A: North Korea has declared very defiantly that if the Security Council adopts any sanctions, they will regard this as a declaration of war. This is very worrisome and shows total disrespect of the United Nations.
What role do you see for yourself as secretary general in this dispute?
I think that I would be in a much better position than any other previous secretary general -- as I come from Korea and have experience. I will try to coordinate with the concerned parties. If necessary, I will take my own initiative, which will include visiting North Korea and meeting with North Korean leaders.
Will you meet with President Kim Jong Il?
I hope so. When the secretary general of the United Nations visits [a country], normally the secretary general deals with the leaders of the member states.

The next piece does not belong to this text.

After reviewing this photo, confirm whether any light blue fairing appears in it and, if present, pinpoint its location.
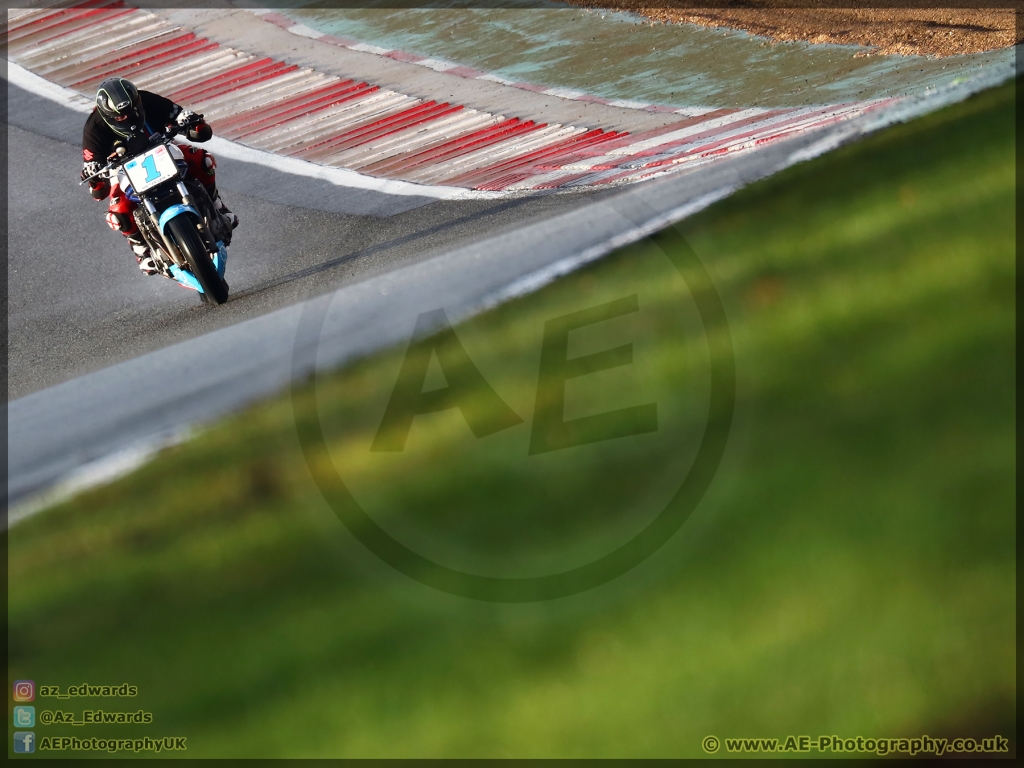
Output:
[159,203,199,233]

People say that Kim Jong Il is not so normal.
But he has met many leaders of the world.
Some argue that the recent test is a reaction by North Korea to the economic sanctions imposed by the U.S. on the Macao-based Banco Delta Asia in 2005 right after North Korea and the U.S. appeared to have arrived at a political deal.
First of all, the financial measures imposed on the North Korean accounts in Banco Delta Asia were because of the suspicion of North Korean illicit activities, including counterfeiting [of U.S. currency]. It's wrong that North Korea has linked this issue to the six-party process.
[Recently] the American government has said that if and when North Korea returns to the six-party talks, they will be prepared to have bilateral discussions . . . on all pending measures, including these financial restrictions.